Ultrafast exciton quenching by energy and electron transfer in colloidal CdSe nanosheet–Pt heterostructures

Abstract

Two-dimensional (2-D) semiconductor nanomaterials are receiving tremendous research interests due in part to their attractive light absorption and charge transport properties. Integration of catalytic metal nanoparticles with these 2-D semiconductors can potentially lead to new photocatalytic nanoheterostructures for efficient solar-to-fuel conversion. Here we report the synthesis and transient absorption study of colloidal quantum confined CdSe nanosheets with a Pt nanoparticle at the edge or vertex. Due to the large in-plane exciton mobility, ∼86.6 ± 0.5% of excitons generated in CdSe sheets can be transported to NS–Pt interface and quenched by energy transfer to Pt (with a half-life <150 fs).
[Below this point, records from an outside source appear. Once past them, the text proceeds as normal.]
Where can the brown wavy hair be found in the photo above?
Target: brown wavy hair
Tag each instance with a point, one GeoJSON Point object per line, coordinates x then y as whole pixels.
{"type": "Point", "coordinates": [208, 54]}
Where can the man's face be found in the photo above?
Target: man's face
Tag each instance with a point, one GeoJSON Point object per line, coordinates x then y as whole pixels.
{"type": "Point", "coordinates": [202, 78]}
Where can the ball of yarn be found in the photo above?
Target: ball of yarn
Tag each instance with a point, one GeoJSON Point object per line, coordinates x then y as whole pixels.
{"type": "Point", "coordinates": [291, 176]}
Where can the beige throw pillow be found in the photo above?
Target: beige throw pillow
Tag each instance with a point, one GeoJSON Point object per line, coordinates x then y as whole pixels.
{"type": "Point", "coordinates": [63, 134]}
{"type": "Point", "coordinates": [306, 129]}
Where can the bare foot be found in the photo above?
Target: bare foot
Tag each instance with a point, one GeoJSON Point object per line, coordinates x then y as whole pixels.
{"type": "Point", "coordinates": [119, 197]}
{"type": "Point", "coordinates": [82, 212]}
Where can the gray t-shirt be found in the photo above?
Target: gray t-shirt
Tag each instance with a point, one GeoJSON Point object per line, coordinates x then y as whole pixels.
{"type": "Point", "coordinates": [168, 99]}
The remaining excitons (13.4 ± 0.5%) become localized due to fast hole trapping and can be dissociated by interfacial electron transfer to Pt (with a half life of ∼9.4 ± 0.7 ps). The resulting charge-separated states (with electrons in Pt and trapped holes in CdSe) are long-lived (half life of ∼75 ± 14 ns), suggesting possible applications for solar driven H₂ generation.